Generated by GPT-5-mini| Turing's 1936 paper on computable numbers | |
|---|---|
| Title | On Computable Numbers, with an Application to the Entscheidungsproblem |
| Author | Alan Turing |
| Year | 1936 |
| Published in | Proceedings of the London Mathematical Society |
| Language | English |
Turing's 1936 paper on computable numbers Alan Turing's 1936 paper introduced a formal model of computation and established fundamental limits on mechanical procedures, connecting to contemporaneous work on logic and mathematics. The paper articulated the notion of "computable numbers", presented what became known as the Turing machine, and applied these ideas to the Entscheidungsproblem posed by David Hilbert and collaborators. It influenced subsequent developments in Alonzo Church's lambda calculus, Kurt Gödel's incompleteness results, and later engineering efforts at University of Manchester and Princeton University.

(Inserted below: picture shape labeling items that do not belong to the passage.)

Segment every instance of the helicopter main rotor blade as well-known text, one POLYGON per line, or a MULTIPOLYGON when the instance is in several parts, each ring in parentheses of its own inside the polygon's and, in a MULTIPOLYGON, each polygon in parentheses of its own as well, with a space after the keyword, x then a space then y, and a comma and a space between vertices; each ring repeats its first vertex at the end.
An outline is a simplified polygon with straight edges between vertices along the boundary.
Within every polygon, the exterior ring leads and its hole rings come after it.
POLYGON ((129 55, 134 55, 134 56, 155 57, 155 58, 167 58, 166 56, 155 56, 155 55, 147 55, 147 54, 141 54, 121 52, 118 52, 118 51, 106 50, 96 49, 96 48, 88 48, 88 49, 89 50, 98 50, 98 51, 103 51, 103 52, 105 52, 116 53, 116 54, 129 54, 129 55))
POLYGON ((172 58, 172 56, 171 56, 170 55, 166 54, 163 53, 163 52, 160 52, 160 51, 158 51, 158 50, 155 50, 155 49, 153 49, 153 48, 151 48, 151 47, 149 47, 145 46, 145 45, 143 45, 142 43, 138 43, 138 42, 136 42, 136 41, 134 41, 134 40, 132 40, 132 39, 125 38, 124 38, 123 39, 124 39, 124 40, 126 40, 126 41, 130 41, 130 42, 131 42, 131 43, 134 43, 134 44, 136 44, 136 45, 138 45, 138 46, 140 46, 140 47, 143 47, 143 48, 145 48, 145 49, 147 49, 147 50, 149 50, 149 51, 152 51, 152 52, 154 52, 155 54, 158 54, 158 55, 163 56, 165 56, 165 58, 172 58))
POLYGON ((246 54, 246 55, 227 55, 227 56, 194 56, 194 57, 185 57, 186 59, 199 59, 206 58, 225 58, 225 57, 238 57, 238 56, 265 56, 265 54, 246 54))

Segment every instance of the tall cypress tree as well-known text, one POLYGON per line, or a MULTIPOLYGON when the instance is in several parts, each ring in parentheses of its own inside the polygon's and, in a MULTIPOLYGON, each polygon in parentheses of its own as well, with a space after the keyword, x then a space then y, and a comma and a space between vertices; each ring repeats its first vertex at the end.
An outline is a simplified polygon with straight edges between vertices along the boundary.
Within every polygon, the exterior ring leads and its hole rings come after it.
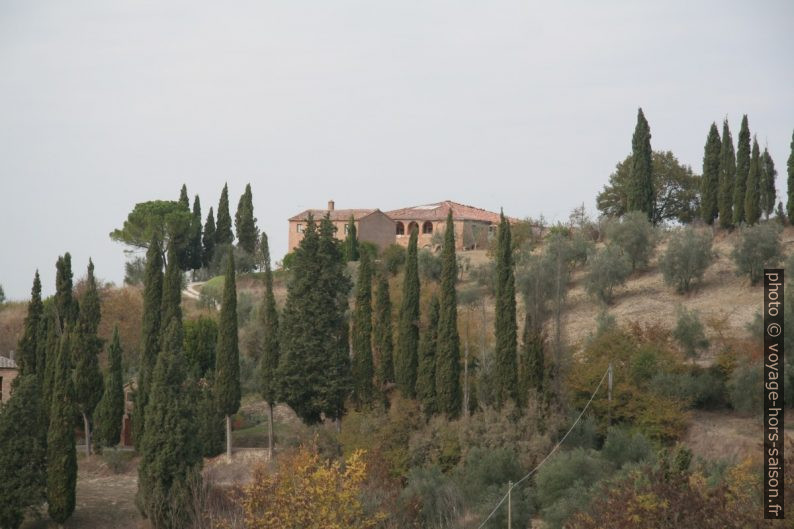
POLYGON ((102 446, 116 446, 121 439, 121 421, 124 417, 124 380, 121 367, 121 341, 119 327, 113 327, 113 338, 108 348, 108 373, 105 391, 96 410, 96 438, 102 446))
POLYGON ((720 227, 733 226, 733 184, 736 179, 736 154, 733 150, 733 137, 728 120, 722 123, 722 143, 720 145, 720 227))
POLYGON ((400 302, 400 320, 397 334, 397 358, 394 375, 403 395, 416 395, 416 369, 419 355, 419 265, 417 255, 418 230, 411 230, 405 258, 403 297, 400 302))
POLYGON ((516 324, 516 282, 513 271, 513 243, 510 223, 501 214, 498 232, 495 293, 496 316, 494 335, 496 337, 496 405, 508 400, 518 400, 517 373, 517 324, 516 324))
POLYGON ((747 173, 747 191, 744 195, 744 215, 747 223, 752 225, 761 218, 761 154, 758 141, 753 138, 753 154, 750 158, 750 170, 747 173))
POLYGON ((54 361, 50 422, 47 430, 47 511, 63 524, 74 512, 77 453, 74 440, 74 389, 71 357, 74 337, 67 326, 54 361))
POLYGON ((375 375, 372 362, 372 264, 368 252, 361 254, 353 311, 353 399, 358 405, 372 404, 375 375))
POLYGON ((190 268, 198 270, 204 260, 204 247, 201 240, 201 200, 196 195, 193 199, 193 217, 190 219, 190 236, 188 237, 188 260, 190 268))
POLYGON ((229 186, 223 184, 221 199, 218 202, 218 218, 215 220, 215 245, 231 244, 233 241, 232 216, 229 214, 229 186))
POLYGON ((439 299, 438 342, 436 348, 436 405, 449 418, 460 414, 460 337, 455 282, 455 225, 452 211, 447 215, 444 248, 441 251, 441 295, 439 299))
POLYGON ((138 388, 135 392, 133 433, 135 444, 142 439, 146 427, 146 406, 152 371, 160 350, 160 329, 163 300, 163 257, 160 239, 155 235, 146 252, 146 270, 143 278, 143 321, 141 323, 141 358, 138 369, 138 388))
POLYGON ((733 223, 741 224, 747 220, 744 195, 747 192, 747 176, 750 173, 750 126, 747 114, 742 116, 739 139, 736 149, 736 180, 733 186, 733 223))
POLYGON ((86 457, 91 455, 91 424, 94 409, 99 404, 103 392, 102 373, 99 371, 99 351, 102 349, 102 341, 97 336, 101 318, 94 263, 89 259, 86 292, 80 304, 73 351, 75 404, 83 416, 86 457))
POLYGON ((777 170, 775 169, 775 162, 766 147, 764 147, 759 165, 761 169, 761 212, 768 219, 769 215, 774 211, 775 203, 777 202, 777 191, 775 190, 777 170))
POLYGON ((375 293, 375 322, 372 331, 377 365, 376 378, 380 388, 394 382, 394 340, 387 274, 385 270, 378 274, 378 288, 375 293))
POLYGON ((226 416, 226 455, 232 457, 232 415, 240 409, 240 349, 237 343, 237 283, 234 253, 229 248, 223 283, 218 348, 215 356, 215 397, 226 416))
POLYGON ((0 527, 16 529, 44 501, 47 434, 36 374, 21 373, 13 385, 0 406, 0 527))
POLYGON ((204 223, 204 235, 201 242, 203 245, 201 264, 209 266, 212 263, 213 255, 215 255, 215 217, 212 213, 212 208, 207 213, 207 222, 204 223))
POLYGON ((794 132, 791 133, 791 154, 788 156, 788 163, 786 164, 788 172, 787 191, 788 197, 786 198, 786 216, 788 221, 794 223, 794 132))
POLYGON ((195 386, 186 380, 182 322, 172 318, 152 373, 139 450, 136 502, 154 529, 190 526, 201 490, 201 439, 195 386))
POLYGON ((721 149, 722 141, 717 124, 712 123, 703 149, 703 176, 700 179, 700 218, 706 224, 713 224, 719 213, 721 149))
POLYGON ((237 230, 237 244, 253 255, 256 250, 256 218, 254 217, 254 199, 251 194, 251 184, 245 186, 245 192, 237 203, 237 213, 234 215, 234 227, 237 230))
POLYGON ((640 108, 631 138, 631 185, 626 196, 627 211, 642 211, 653 222, 654 187, 651 172, 651 128, 640 108))
POLYGON ((350 215, 345 234, 345 260, 358 261, 358 233, 356 232, 356 219, 350 215))
POLYGON ((262 307, 259 311, 260 325, 262 328, 259 370, 262 387, 262 397, 267 401, 267 451, 268 457, 273 458, 273 406, 278 399, 276 370, 278 369, 279 343, 278 343, 278 309, 276 296, 273 293, 273 271, 270 267, 270 245, 267 234, 262 233, 262 258, 265 266, 265 296, 262 298, 262 307))
POLYGON ((44 303, 41 301, 41 279, 39 278, 39 271, 36 270, 36 274, 33 276, 33 287, 30 290, 28 314, 25 316, 25 326, 18 344, 19 356, 17 363, 19 364, 20 375, 36 374, 39 369, 36 365, 36 355, 38 342, 40 339, 44 339, 43 336, 40 337, 39 335, 39 325, 43 315, 44 303))
POLYGON ((436 407, 436 347, 438 344, 438 296, 430 298, 427 326, 419 346, 419 367, 416 374, 416 398, 425 415, 433 415, 436 407))

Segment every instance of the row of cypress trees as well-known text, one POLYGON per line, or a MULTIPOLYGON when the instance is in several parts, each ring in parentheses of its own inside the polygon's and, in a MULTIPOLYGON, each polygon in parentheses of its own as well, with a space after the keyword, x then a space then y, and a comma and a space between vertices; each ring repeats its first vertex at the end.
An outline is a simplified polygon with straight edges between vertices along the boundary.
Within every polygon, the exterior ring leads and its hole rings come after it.
POLYGON ((74 417, 92 445, 119 441, 124 413, 121 347, 114 329, 103 381, 97 336, 101 320, 94 265, 89 260, 80 302, 72 284, 71 256, 58 258, 56 293, 42 300, 36 271, 22 337, 19 376, 0 408, 0 526, 18 527, 25 509, 47 502, 50 517, 65 522, 74 511, 77 480, 74 417))

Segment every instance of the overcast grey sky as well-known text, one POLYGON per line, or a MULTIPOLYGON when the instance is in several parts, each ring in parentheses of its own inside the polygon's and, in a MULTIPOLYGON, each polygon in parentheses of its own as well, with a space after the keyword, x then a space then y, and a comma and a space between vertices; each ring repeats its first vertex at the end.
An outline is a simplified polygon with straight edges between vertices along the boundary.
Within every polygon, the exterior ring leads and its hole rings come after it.
MULTIPOLYGON (((794 3, 530 0, 4 0, 0 284, 55 260, 120 283, 108 233, 136 202, 203 214, 251 182, 276 258, 308 207, 456 200, 563 219, 628 154, 700 172, 742 113, 785 190, 794 3), (563 5, 564 4, 564 5, 563 5)), ((233 213, 233 211, 232 211, 233 213)))

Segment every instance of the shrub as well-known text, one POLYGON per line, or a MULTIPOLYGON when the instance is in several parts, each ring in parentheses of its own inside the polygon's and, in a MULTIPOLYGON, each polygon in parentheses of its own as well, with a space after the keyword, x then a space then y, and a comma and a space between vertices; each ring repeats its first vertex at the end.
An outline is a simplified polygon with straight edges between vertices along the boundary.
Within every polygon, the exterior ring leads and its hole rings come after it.
POLYGON ((711 234, 692 228, 674 233, 660 261, 664 282, 679 293, 692 290, 714 259, 711 242, 711 234))
POLYGON ((742 230, 739 242, 733 249, 736 273, 747 275, 750 284, 758 283, 764 268, 771 268, 782 259, 780 225, 767 222, 742 230))
POLYGON ((591 296, 609 304, 615 287, 625 283, 630 273, 631 263, 626 256, 621 255, 616 246, 607 246, 590 257, 585 289, 591 296))
POLYGON ((647 216, 640 211, 626 213, 607 227, 607 239, 629 258, 631 270, 648 266, 651 253, 656 246, 656 232, 647 216))

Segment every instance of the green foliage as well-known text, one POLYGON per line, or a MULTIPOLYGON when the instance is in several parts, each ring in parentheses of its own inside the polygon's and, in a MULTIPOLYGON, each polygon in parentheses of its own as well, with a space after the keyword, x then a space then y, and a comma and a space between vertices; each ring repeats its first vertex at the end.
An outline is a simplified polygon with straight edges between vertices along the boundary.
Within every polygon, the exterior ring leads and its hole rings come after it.
POLYGON ((116 446, 121 438, 121 421, 124 417, 124 379, 121 368, 121 343, 119 328, 113 328, 113 339, 108 348, 108 373, 105 391, 96 409, 96 442, 102 446, 116 446))
POLYGON ((706 231, 687 227, 674 232, 659 262, 664 282, 681 294, 692 290, 714 260, 711 243, 706 231))
POLYGON ((747 176, 750 173, 750 127, 747 114, 742 116, 739 141, 736 150, 736 180, 733 186, 733 223, 741 224, 747 220, 744 204, 747 192, 747 176))
MULTIPOLYGON (((617 164, 615 172, 609 177, 609 184, 596 197, 596 207, 608 217, 621 217, 628 211, 626 203, 631 182, 631 159, 629 155, 617 164)), ((651 161, 654 224, 664 221, 692 222, 700 207, 699 178, 670 151, 655 151, 651 161)))
POLYGON ((451 210, 447 215, 441 263, 441 292, 436 344, 436 406, 439 413, 454 418, 460 414, 462 399, 458 303, 455 292, 458 266, 455 259, 455 225, 452 222, 451 210))
POLYGON ((733 226, 733 184, 736 179, 736 153, 733 150, 733 136, 726 119, 722 124, 722 143, 720 145, 720 190, 719 216, 720 227, 733 226))
POLYGON ((697 357, 698 351, 708 349, 709 346, 698 312, 687 310, 684 306, 678 308, 673 338, 678 342, 686 357, 693 361, 697 357))
POLYGON ((656 246, 656 230, 640 213, 627 213, 607 226, 607 238, 629 258, 631 270, 642 270, 656 246))
POLYGON ((590 257, 585 277, 587 293, 599 301, 612 303, 615 287, 622 285, 631 273, 631 263, 617 246, 607 245, 590 257))
POLYGON ((77 454, 74 440, 74 389, 71 357, 74 337, 65 331, 54 364, 52 407, 47 430, 47 512, 63 524, 74 512, 77 454))
POLYGON ((397 356, 394 375, 406 397, 415 395, 419 350, 419 265, 416 251, 417 229, 411 230, 405 259, 403 293, 397 327, 397 356))
POLYGON ((31 373, 19 375, 11 399, 0 405, 0 527, 16 529, 26 509, 38 507, 44 500, 42 406, 41 385, 31 373))
POLYGON ((232 216, 229 214, 229 185, 223 184, 218 201, 218 216, 215 219, 215 246, 234 242, 232 216))
POLYGON ((764 268, 771 268, 782 259, 779 225, 767 223, 743 229, 731 254, 736 272, 747 275, 750 284, 758 283, 764 268))
POLYGON ((240 409, 240 349, 237 340, 237 284, 234 258, 229 248, 215 356, 215 397, 218 408, 227 417, 240 409))
POLYGON ((713 224, 719 213, 720 150, 722 142, 717 124, 709 129, 703 154, 703 176, 700 179, 700 218, 713 224))
POLYGON ((747 190, 744 194, 744 215, 747 224, 756 224, 761 218, 761 155, 758 141, 753 138, 753 154, 747 173, 747 190))
MULTIPOLYGON (((352 254, 348 253, 348 257, 352 254)), ((372 261, 361 254, 353 309, 353 400, 358 405, 372 404, 375 396, 372 361, 372 261)))

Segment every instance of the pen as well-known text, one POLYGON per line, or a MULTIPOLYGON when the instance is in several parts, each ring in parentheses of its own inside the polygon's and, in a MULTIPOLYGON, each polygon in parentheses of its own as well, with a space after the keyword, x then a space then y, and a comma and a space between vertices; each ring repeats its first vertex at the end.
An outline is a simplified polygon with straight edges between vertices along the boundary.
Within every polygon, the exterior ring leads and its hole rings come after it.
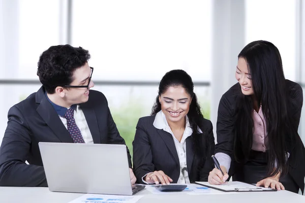
MULTIPOLYGON (((217 169, 218 169, 219 171, 220 171, 220 172, 221 172, 221 174, 223 175, 223 176, 224 176, 225 174, 224 174, 224 172, 223 172, 222 170, 221 170, 221 168, 220 167, 220 165, 219 165, 219 162, 217 160, 217 159, 216 159, 216 157, 215 157, 215 156, 214 155, 212 155, 212 158, 213 159, 213 161, 214 161, 214 163, 215 164, 215 165, 216 166, 216 167, 217 168, 217 169)), ((228 184, 228 185, 229 185, 229 183, 228 183, 227 181, 226 181, 226 183, 228 184)))

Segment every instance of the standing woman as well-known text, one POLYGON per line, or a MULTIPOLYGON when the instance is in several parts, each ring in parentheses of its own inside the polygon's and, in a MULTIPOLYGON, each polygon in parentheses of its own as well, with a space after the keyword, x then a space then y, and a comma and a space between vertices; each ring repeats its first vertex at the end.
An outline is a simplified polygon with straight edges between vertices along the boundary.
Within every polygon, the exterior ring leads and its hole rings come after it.
POLYGON ((233 181, 303 192, 302 88, 285 80, 278 49, 264 41, 241 50, 235 77, 218 109, 215 156, 225 174, 214 168, 209 183, 222 183, 229 172, 233 181))
POLYGON ((151 115, 139 119, 133 145, 140 183, 207 181, 214 167, 212 124, 203 118, 192 78, 184 71, 163 77, 151 115))

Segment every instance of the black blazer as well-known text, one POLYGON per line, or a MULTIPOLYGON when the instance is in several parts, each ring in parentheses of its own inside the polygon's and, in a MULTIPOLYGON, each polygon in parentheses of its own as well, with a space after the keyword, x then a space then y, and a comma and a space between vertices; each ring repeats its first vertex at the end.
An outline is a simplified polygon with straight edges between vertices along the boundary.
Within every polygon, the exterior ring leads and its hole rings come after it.
MULTIPOLYGON (((298 84, 288 80, 286 80, 285 82, 288 96, 289 97, 288 111, 294 128, 294 131, 296 132, 293 135, 295 146, 291 146, 289 140, 286 142, 290 154, 288 159, 288 173, 303 192, 305 148, 297 132, 303 105, 303 92, 298 84)), ((240 91, 240 86, 237 83, 224 94, 220 99, 218 108, 217 124, 218 144, 216 145, 215 153, 223 152, 231 157, 232 160, 229 171, 229 175, 231 175, 234 174, 234 170, 233 146, 235 134, 233 120, 236 110, 236 101, 240 91)))
MULTIPOLYGON (((8 126, 0 148, 0 186, 47 186, 38 143, 73 143, 45 94, 42 87, 9 111, 8 126)), ((88 100, 80 107, 94 143, 125 144, 103 93, 90 90, 88 100)), ((131 167, 128 150, 128 154, 131 167)))
MULTIPOLYGON (((180 175, 179 158, 172 135, 153 125, 155 116, 141 118, 137 125, 133 146, 133 164, 138 183, 144 183, 142 177, 155 171, 162 171, 177 183, 180 175)), ((191 182, 207 181, 214 167, 211 155, 215 143, 212 123, 202 119, 198 125, 202 133, 193 133, 187 138, 187 165, 191 182), (194 139, 202 154, 196 153, 194 139)))

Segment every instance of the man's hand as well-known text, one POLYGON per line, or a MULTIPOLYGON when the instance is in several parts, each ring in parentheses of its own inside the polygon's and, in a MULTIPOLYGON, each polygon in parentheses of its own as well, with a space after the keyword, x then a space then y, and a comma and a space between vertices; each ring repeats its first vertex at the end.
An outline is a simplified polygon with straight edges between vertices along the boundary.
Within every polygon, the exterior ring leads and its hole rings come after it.
POLYGON ((130 182, 131 182, 131 184, 133 185, 136 183, 137 178, 135 176, 132 169, 130 168, 129 168, 129 174, 130 174, 130 182))

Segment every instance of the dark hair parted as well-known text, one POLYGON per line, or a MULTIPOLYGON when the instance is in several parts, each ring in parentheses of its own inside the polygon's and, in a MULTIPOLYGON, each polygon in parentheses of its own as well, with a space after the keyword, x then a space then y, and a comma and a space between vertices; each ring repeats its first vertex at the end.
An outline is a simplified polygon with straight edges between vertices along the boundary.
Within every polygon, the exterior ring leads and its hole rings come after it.
POLYGON ((178 86, 183 87, 192 98, 188 117, 193 131, 198 132, 198 124, 203 118, 203 116, 200 111, 200 106, 197 102, 196 94, 194 93, 194 83, 192 78, 183 70, 172 70, 166 73, 163 76, 159 84, 159 94, 152 107, 151 115, 155 115, 161 110, 161 104, 159 99, 159 96, 165 92, 169 87, 178 86))
POLYGON ((89 52, 80 47, 52 46, 40 56, 37 75, 47 92, 52 94, 56 87, 70 84, 75 70, 90 57, 89 52))
POLYGON ((297 133, 297 129, 295 132, 289 119, 289 96, 280 52, 270 42, 257 41, 247 45, 238 55, 239 58, 247 63, 254 93, 245 95, 239 89, 234 122, 235 158, 237 162, 249 158, 253 139, 253 104, 257 102, 259 107, 261 105, 266 119, 267 176, 279 172, 286 174, 288 167, 286 140, 292 140, 291 137, 297 133))

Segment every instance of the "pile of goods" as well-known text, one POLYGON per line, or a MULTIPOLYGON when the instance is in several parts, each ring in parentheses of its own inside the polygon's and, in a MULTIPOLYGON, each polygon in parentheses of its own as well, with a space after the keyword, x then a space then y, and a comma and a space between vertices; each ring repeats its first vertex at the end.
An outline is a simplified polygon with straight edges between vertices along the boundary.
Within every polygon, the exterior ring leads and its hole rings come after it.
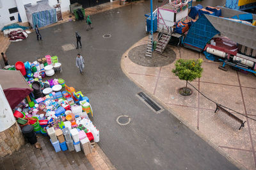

Turing wrote in an era shaped by the research programs of David Hilbert, the formal investigations of David Hilbert's students, and the foundational results of Kurt Gödel; his work responded directly to the Entscheidungsproblem and to the formalist-intuitionist debates surrounding the Hilbert–Berkeley debates. The intellectual milieu included contemporaries and antecedents such as Alonzo Church at Princeton University, Emil Post in the United States, and the logicians gathered around Ludwig Wittgenstein and Bertrand Russell. Advances at institutions like University of Cambridge, King's College London, and University of Göttingen provided mathematical context, while publications in venues such as the Proceedings of the London Mathematical Society circulated these ideas. The paper arrived after Gödel's 1931 incompleteness theorems and alongside Church's 1936 formulation of effective calculability, contributing to debates involving figures like John von Neumann and Hermann Weyl.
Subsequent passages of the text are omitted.